Fêtes Vénitiennes pour le Festival Mars en Baroque au Théâtre de la Criée à Marseille
Les
folies de l’amour volage charment le Vieux-Port de Marseille
Depuis
2002, la musique baroque prend possession de Marseille avec son Festival Mars en Baroque. Son directeur artistique, Jean-Marc Aymes,
et son Ensemble Concerto Soave interprètent ce soir, au Théâtre de
la Criée, un bel aperçu de l’opéra-ballet Les Fêtes vénitiennes d’André Campra (1660-1744), sur un livret
d’Antoine Danchet. Créée avec grand succès le 17 juin 1710 au
Théâtre du Palais-Royal, l’œuvre se présente en un Prologue et
trois entrées où l’Amour profite du triomphe de la Folie sur la
Raison, en ce temps du Carnaval, pour inciter les jeunes vénitiens à
l’amour volage. Ce soir, la version de concert ne fait pas entendre
l’œuvre dans son intégralité (ôtant des scènes que seules la
mise en scène et les danses imposent) et l’ordre des entrées est également modifié. Malgré les coupures et adaptations, l’auditeur sent
tout de même que cette musique est d’abord écrite pour la scène
et le ballet : les intrigues de chaque entrée sont courtes et s'enchaînent sans le repos des divertissements dansés, l'attention est fort sollicitée par la
compréhension du texte et des différentes situations amoureuses,
dont le seul lien dramaturgique est leur localisation, à
Venise.
Ce sont dès lors les caractères baroques qui servent de repères dramaturgiques, à commencer par la figure de la Folie, incarnée (tout comme Léonore et Lucile) par la soprano Lise Viricel, délicieuse par la fraîcheur et la légèreté de son timbre, sa présence aux aspects innocents mais sûre, avec un soin très appréciable dans la diction.

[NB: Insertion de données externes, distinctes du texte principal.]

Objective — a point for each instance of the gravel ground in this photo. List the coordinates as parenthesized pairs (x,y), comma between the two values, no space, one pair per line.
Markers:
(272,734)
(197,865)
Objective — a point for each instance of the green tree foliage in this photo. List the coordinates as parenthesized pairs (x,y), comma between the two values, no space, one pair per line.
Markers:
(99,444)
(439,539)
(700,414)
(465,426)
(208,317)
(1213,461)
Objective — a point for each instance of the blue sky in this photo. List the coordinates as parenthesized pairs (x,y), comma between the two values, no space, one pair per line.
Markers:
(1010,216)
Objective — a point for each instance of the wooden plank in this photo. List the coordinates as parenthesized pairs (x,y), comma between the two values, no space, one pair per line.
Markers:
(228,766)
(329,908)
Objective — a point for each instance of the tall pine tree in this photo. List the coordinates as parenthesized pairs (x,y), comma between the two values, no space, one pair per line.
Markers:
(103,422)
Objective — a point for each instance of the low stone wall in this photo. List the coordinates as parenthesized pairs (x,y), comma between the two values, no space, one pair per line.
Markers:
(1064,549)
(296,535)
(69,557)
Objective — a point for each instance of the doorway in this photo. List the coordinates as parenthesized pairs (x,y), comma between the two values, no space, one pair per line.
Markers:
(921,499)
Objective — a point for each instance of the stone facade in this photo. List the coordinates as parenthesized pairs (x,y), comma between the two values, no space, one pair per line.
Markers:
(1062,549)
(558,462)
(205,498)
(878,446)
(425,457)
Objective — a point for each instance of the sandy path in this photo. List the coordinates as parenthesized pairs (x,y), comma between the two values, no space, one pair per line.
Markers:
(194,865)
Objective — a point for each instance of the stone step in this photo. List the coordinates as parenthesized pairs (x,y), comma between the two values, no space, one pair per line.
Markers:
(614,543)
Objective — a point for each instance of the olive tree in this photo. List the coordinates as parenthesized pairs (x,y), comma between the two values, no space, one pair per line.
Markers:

Le baryton Romain Bockler endosse les rôles des vaillants héros charmeurs, le Carnaval, le chef des saltimbanques Filindo et Leandro. Assuré, il ne fait pas défaut de présence scénique, tout en déployant un timbre d’une belle rondeur (notamment dans les graves), mais qui semble encore davantage travaillé que facile (la fluidité des phrasés pourrait ainsi croître en séduction).
Co-fondatrice de l’Ensemble Concerto Soave, ici la Raison, la surveillante Nérine et Isabelle, la soprano María Cristina Kiehr est plus expérimentée que ses collègues de scène, ce qui s'apprécie dans sa présence scénique et la sincérité de son interprétation. À l'inverse, sa voix ne parait pas avoir la même forme que ses jeunes camarades, moins sûre de placement, parfois limite en terme de justesse, et au texte souvent difficile de compréhension.
Le ténor anglais Sean Clayton montre un admirable travail quant à la langue, dont se ressentent les efforts de diction, soutenus par sa voix chaleureuse. L’Amour malicieux sur scène (et Irène depuis un balcon) est un bonheur réservé à la dernière partie, par la jeune soprano Alice Duport-Percier. Elle sait capter l’attention du spectateur par la luminosité de sa voix, la clarté de ses vocalises et de sa diction. Malheureusement, les parties du contre-ténor Sylvain Manet (notamment d’Eraste), sont tout juste situées à son passage entre voix de tête et voix de poitrine. Ce registre incertain qui n'est pas le sien, perturbe constamment son discours et son assurance vocale par l'hétérogénéité de timbres.
Pour l’accompagnement, les chanteurs peuvent compter sur les musiciens du Concerto Soave, qui savent insuffler un mouvement constant dans cette musique vivante. Cette vie est présente autant lors des interludes instrumentaux que lors des parties chantées, dans une grande attention envers l’équilibre avec les chanteurs. L’équilibre, l’homogénéité et la précision sont d'autant plus à saluer dans cette acoustique d’une salle de théâtre, très sèche pour de la musique. L’exigence et la confiance de Jean-Marc Aymes, qui impulse avec assurance et simplicité quelques départs depuis son clavecin, permettent assurément cette qualité, comme la cohésion et la direction du discours musical sont menées par Marie Rouquié, premier violon.